A alavanca de descarga do hopper foi colocada bem à esquerda. O ângulo do seu braço era estranho e era muito difícil operá-la dia após dia com o braço esquerdo. Ao transportar pedaços irregulares de calcário úmido, era um pesadelo tentar forçar aquela confusão em pedaços através da porta manual do hopper, ao mesmo tempo em que “empurrava” o nariz da aeronave para baixo em baixa velocidade e com desempenho de subida quase nulo. Todo o trabalho se tornava absurdo e altamente perigoso. A fadiga gradualmente consumia o piloto e muitos de nós passaram a desgostar daquela máquina horrível.

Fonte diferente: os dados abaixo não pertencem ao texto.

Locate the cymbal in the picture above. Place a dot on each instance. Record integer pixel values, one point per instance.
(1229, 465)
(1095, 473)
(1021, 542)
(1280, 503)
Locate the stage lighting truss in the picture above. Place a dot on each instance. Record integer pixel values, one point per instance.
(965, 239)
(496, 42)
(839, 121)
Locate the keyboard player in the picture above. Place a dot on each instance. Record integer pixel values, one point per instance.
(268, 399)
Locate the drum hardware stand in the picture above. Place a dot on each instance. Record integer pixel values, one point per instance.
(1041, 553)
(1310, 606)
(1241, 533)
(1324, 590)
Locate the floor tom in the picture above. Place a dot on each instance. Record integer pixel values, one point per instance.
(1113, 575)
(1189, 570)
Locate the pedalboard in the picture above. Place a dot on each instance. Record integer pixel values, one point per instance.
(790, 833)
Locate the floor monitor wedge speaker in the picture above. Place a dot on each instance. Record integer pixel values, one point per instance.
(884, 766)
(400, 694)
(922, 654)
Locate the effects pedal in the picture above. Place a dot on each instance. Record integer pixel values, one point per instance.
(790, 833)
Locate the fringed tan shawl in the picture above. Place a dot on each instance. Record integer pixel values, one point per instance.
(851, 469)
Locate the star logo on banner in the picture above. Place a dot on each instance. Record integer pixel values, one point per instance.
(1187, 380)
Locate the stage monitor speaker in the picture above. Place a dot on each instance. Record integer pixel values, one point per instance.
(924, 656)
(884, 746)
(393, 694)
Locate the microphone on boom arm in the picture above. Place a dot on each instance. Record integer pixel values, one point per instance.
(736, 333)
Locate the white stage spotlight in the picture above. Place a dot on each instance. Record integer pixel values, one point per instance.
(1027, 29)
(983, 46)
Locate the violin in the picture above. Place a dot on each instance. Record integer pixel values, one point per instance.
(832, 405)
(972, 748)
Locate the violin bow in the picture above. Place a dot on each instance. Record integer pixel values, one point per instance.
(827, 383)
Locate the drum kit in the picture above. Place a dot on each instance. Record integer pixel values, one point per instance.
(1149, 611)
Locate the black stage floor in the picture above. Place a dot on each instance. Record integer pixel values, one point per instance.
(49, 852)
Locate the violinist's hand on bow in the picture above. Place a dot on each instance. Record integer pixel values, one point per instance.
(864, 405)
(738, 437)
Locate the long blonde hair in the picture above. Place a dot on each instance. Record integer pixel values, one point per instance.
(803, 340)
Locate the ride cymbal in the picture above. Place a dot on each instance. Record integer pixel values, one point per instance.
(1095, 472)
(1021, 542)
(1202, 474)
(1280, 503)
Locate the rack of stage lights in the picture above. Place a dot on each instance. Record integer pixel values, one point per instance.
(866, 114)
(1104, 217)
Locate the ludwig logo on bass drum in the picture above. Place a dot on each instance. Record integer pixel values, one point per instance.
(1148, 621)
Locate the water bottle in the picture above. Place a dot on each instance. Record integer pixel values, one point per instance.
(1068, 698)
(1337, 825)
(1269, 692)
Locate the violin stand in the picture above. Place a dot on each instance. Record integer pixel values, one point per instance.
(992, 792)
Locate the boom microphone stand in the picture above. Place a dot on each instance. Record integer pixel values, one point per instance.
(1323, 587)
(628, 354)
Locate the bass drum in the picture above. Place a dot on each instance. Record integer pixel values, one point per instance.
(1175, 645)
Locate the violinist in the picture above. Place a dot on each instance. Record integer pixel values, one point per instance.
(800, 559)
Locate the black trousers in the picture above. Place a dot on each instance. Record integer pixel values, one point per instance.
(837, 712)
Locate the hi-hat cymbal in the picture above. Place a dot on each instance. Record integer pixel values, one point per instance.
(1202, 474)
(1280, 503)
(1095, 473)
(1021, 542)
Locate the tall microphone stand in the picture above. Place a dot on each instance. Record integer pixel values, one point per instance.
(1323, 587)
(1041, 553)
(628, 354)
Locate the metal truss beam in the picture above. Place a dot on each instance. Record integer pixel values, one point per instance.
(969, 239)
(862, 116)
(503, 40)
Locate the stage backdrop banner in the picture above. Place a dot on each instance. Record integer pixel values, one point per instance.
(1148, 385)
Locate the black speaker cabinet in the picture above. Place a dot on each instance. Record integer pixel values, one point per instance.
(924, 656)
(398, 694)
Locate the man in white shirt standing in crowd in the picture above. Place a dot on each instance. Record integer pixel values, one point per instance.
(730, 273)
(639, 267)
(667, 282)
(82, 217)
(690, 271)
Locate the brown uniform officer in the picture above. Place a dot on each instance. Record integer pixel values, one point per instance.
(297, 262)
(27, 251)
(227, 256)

Todo o trabalho de lidar com o calcário compactado era muito perigoso sem alguma forma de agitador ou sistema de pesagem de aeronave. No entanto, naqueles primeiros anos, 99% de nós persistíamos na tentativa de aplicar calcário com segurança com hoppers que não eram equipados com agitadores adequados. O motivo das autoridades da aviação civil da Nova Zelândia, ou as gerências das empresas, não tomarem medidas mais fortes para proibir o uso do calcário ou adequar agitadores, é um mistério para mim; mesmo depois de todos esses anos e mortes evitáveis, incêndios e ferimentos na cabine.
Eu enfrentei muitas batalhas com calcário entupido no hopper e sobrevivi por nunca voar em terrenos elevados. Em vez disso, usava mais velocidade e aplicava no sentido menos dobrado da área. Eu também sempre pousava com as portas do hopper abertas, na esperança de que o choque e vibração pudessem limpar o interior dele, o que muitas vezes não acontecia. Se pelo menos houvesse, em 1955 e 1956, alguma autoridade com cérebro e coragem para cancelar os voos da frota de FU-24 e convocar uma reunião dizendo: “OK, pessoal. Não vamos sair desta sala até decidirmos como vamos converter esse monte de lixo em uma máquina decente para que possamos nos orgulhar de voar.”